The Brain Warrior’s Way Podcast is going through a rebrand to give you a fresh new look and content.
There will be no new episodes this summer, but we will return in Fall 2021. Stay tuned!
Dr Bredesen touches on the topic of isolation and how it affects mental decline, especially in nursing homes where stimulation is key. He reviews some practices that people can use to keep their brain healthier for longer, by continuing ancestral traditions our bodies inherited through evolution.

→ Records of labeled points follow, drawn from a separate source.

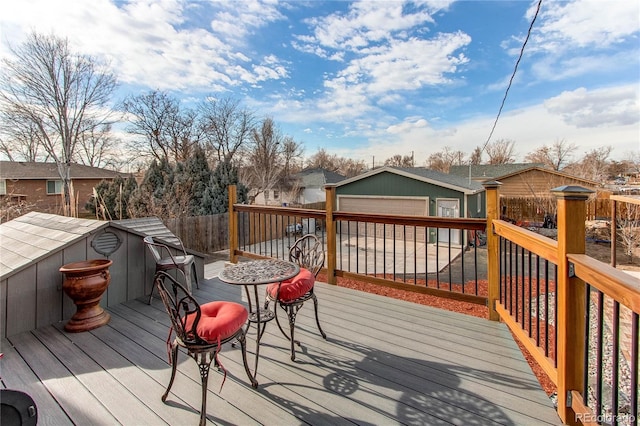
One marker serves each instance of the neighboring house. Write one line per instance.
(40, 187)
(412, 191)
(305, 187)
(524, 180)
(35, 246)
(311, 183)
(485, 172)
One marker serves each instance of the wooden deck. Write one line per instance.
(385, 362)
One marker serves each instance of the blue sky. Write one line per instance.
(368, 80)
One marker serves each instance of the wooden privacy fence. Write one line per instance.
(577, 317)
(533, 210)
(206, 234)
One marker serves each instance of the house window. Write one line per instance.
(54, 187)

For more information on Dr. Bredesen’s new book, The End of Alzheimer’s Program, visit https://www.amazon.com/End-Alzheimers-Program-Protocol-Cognition-ebook/dp/B081Y3QF4C
Daniel Amen, MD:
Welcome to the Brain Warrior’s Way podcast. I’m Dr. Daniel Amen.
Tana Amen, BSN RN:
And I’m Tana Amen. In our podcast, we provide you with the tools you need to become a warrior for the health of your brain and body.

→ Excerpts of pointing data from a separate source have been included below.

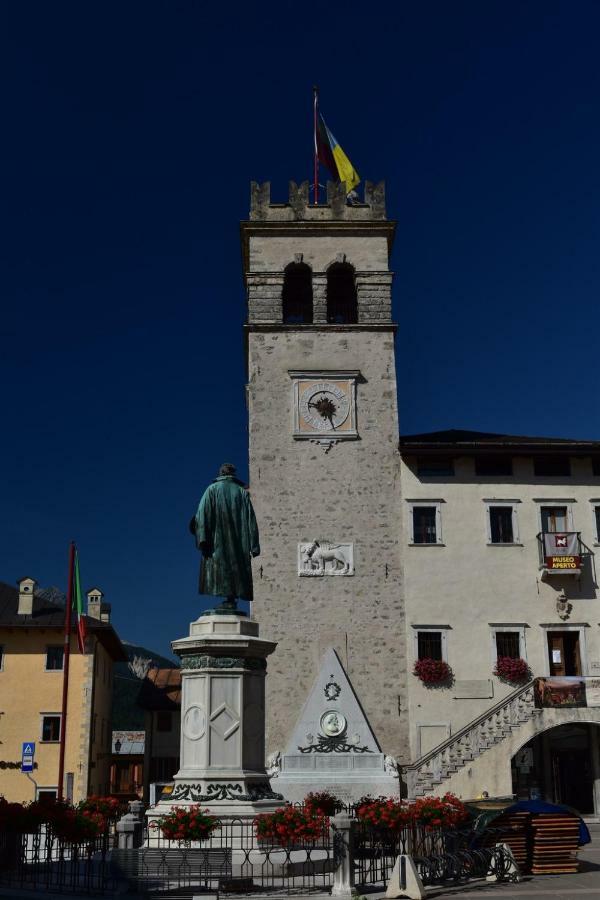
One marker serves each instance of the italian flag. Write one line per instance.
(78, 605)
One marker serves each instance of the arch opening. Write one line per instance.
(560, 765)
(297, 297)
(342, 303)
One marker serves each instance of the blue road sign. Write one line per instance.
(27, 756)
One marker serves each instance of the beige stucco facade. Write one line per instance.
(471, 587)
(29, 691)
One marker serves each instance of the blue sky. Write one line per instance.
(131, 132)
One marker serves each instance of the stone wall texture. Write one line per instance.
(350, 493)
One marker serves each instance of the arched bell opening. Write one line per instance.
(342, 304)
(297, 295)
(561, 765)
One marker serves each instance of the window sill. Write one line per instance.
(412, 544)
(504, 544)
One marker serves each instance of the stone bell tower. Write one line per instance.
(324, 460)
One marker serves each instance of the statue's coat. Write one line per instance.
(227, 534)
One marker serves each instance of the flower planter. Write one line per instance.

The Brain Warrior’s Way podcast is brought to you by Amen Clinics, where we have been transforming lives for 30 years using tools like brain SPECT imaging to personalize treatment to your brain. For more information, visit amenclinics.com.
The Brain Warrior’s Way podcast is also brought to you by Brain MD, where we produce the highest quality nutraceuticals to support the health of your brain and body. To learn more, go to brainmd.com.
Welcome back everyone. We’re here with Dale Bredesen and we’re talking about his work, his new study, the impact of the pandemic on your brain. What do you think Dale, the impact of isolation on so many people in care facilities has been where they were getting regular visits from their family and all of a sudden it stopped.
Dr. Dale Bredesen:
Yeah. Great point. If I may just to go back to a point you made in the last segment, when you say the word Alzheimer’s or the term Alzheimer’s disease, that should never be followed by a period. In the 1600s, people died from fever and that was a perfectly acceptable thing to say, “He or she died from fever.”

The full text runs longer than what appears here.